As a leader at an ambulatory facility, a telehealth agency, or a health system affiliated with other provider entities, you may rightly be worried that an incident like this could happen at your organization as well. The good news is that putting the right credentialing protocols in place can safeguard what’s most precious—your patients’ safety, your organization’s reputation, and your practitioners’ wellbeing.
Why It Matters: Credentialing Without Rigor Can Cost Lives
Credentialing processes without sufficient rigor can allow risky professionals to provide patient care and put your organization at risk for negligent credentialing. From landmark cases such as Darling vs. Charleston and Johnson vs. Misericordia to arresting headlines of more recent years about fake nursing diplomas in Florida, vascular surgery clinics in Arizona, and Dr. Duntsch (“Dr. Death”) in Texas, credentialing without rigorous safeguards can have a dramatic and negative impact on patients’ lives.
Ambulatory and other for-profit provider organizations seem to most frequently feature in stories of patient harm—in large part because they are less regulated than hospitals and health systems. But leaders responsible for credentialing at hospitals and health systems should also take note and ensure that they are following not just the minimum requirements but also the best practices for credentialing. Patients’ lives and wellbeing hang in the balance.

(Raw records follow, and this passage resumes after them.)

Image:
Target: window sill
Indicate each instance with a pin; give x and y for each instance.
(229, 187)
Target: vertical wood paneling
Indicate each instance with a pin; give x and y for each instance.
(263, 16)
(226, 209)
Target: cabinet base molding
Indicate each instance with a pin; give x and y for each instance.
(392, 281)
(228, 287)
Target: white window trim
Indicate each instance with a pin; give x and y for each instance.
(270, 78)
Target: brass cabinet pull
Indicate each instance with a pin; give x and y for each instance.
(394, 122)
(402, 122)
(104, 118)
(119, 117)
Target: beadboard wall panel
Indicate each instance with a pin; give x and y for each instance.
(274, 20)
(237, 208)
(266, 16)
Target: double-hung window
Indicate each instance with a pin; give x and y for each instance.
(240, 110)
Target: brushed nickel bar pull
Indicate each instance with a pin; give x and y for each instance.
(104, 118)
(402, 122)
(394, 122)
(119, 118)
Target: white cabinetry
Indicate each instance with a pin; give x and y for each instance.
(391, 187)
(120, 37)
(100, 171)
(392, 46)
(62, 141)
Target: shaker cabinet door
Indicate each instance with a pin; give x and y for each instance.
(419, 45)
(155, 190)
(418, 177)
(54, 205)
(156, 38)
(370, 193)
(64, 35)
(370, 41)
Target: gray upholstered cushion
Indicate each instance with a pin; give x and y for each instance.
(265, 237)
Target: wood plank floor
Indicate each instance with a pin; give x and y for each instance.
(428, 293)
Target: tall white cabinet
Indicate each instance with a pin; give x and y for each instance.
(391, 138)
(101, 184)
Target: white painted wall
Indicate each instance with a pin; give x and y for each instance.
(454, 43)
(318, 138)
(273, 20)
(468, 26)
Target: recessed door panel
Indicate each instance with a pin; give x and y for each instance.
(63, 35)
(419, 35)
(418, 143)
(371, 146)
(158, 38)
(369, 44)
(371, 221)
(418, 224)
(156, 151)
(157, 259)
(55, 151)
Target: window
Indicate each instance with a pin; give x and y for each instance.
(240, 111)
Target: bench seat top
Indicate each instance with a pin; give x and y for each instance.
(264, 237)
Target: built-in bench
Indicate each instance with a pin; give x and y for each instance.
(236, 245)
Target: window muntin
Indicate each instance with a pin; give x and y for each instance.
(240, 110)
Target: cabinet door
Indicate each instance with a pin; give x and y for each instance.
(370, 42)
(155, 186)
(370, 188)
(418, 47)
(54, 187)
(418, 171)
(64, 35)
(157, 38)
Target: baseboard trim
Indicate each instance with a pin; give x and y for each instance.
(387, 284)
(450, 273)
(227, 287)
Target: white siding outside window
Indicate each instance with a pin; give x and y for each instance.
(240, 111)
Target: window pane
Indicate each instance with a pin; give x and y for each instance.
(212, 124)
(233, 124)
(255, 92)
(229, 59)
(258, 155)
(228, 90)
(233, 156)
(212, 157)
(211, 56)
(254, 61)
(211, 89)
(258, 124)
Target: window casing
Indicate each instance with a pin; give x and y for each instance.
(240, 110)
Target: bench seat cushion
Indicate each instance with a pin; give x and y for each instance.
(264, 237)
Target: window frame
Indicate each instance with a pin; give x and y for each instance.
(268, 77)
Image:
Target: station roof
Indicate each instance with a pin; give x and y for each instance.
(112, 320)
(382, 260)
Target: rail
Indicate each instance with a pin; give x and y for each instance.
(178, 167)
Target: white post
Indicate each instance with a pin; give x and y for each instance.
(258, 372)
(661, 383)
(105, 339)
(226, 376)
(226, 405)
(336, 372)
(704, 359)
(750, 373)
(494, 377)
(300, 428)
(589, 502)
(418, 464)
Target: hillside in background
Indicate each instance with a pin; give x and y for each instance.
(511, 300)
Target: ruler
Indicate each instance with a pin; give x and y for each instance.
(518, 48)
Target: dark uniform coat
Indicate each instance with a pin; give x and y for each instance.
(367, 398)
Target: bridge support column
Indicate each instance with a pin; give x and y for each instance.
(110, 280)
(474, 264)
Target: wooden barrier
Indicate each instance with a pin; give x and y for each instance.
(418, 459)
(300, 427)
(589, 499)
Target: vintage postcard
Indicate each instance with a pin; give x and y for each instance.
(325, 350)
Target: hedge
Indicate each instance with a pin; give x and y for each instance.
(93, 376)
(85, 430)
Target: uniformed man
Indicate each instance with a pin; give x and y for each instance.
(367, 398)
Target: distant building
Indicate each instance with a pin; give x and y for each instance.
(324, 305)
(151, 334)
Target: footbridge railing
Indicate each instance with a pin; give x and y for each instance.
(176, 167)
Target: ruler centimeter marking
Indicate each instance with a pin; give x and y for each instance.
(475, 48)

What’s Next: Ensure Your Organization Embraces These 5 Credentialing Essentials
Credentialing that safeguards your organization’s reputation and your patients’ safety is all about following best-practice process and structure. These 5 elements are essential:
1. Focus on the Process
It should go without saying that no practitioner should be allowed to provide patient care until they have successfully satisfied the requirements of a stringent qualification, or disqualification, process. Begin by collecting the appropriate information (i.e., formal education, training, and certification). Then verify through primary sources that the information the practitioner provided is valid.
2. Streamline and Standardize the Steps
Since the ultimate goal of any provider is to deliver the best patient care possible, healthcare organizations must streamline and standardize the credentialing process by:
- Optimizing technology.
- Developing and consistently implementing agreed-upon verification elements and eligibility criteria.
- Effectively aligning the workstreams of recruitment, credentialing, and enrollment.
- Revisiting and re-evaluating the process regularly to ensure optimal results.
Screening incoming physicians and assigning appropriate privileges can be a time-consuming task even under the best circumstances. The more streamlined and integrated your processes are, the sooner you’ll have the appropriate physicians caring for patients whose conditions fall within their specialties.
3. Think About—and Look for—What You Don’t See
When you’re evaluating a credentials file, having all the appropriate documents is important, but that doesn’t necessarily give you the whole picture. Sometimes what isn’t included in a physician’s background document is equally as important as what is included. It often takes a highly trained credentialing expert to pick up on what could be important nuances in an applicant’s file.
4. Ensure You Have Appropriate, Highly Trained Personnel
Lack of credentialing and privileging success is almost always due to improper or incomplete training, or insufficient personnel and resources. Sadly, incomplete or erroneous processes or decisions based on incorrect information (and the resulting faulty certification of physicians) can easily compromise patient care.
Taking the appropriate steps to avoid risk is imperative. To do that, you need the right, most highly trained staff possible. When that proves difficult due to internal staffing limitations, it may be appropriate to seek outside help from a trusted organization with a long history of credentialing and privileging success.
5. Get Buy-in at Every Level
We’re not just talking about properly training credentialing staff either. It’s also hugely important that your physician leaders, committee members, senior management, board members, and other leaders all understand the complexities of credentialing and privileging and the importance of implementing the processes necessary to get it right. Obtaining their buy-in at the beginning will kick off your process improvement initiative on the right foot and improve your chances of success.
Safeguarding Against Negative Outcomes Also Produces Positive Ones
For healthcare organizations that perform credentialing the right way, the results are substantial. In addition to avoiding the negative situations like those described earlier, organizations with a healthy credentialing program can reduce costs and risks to both patients and the institution, realize quicker performance, enhance revenue and—most importantly—improve patient care.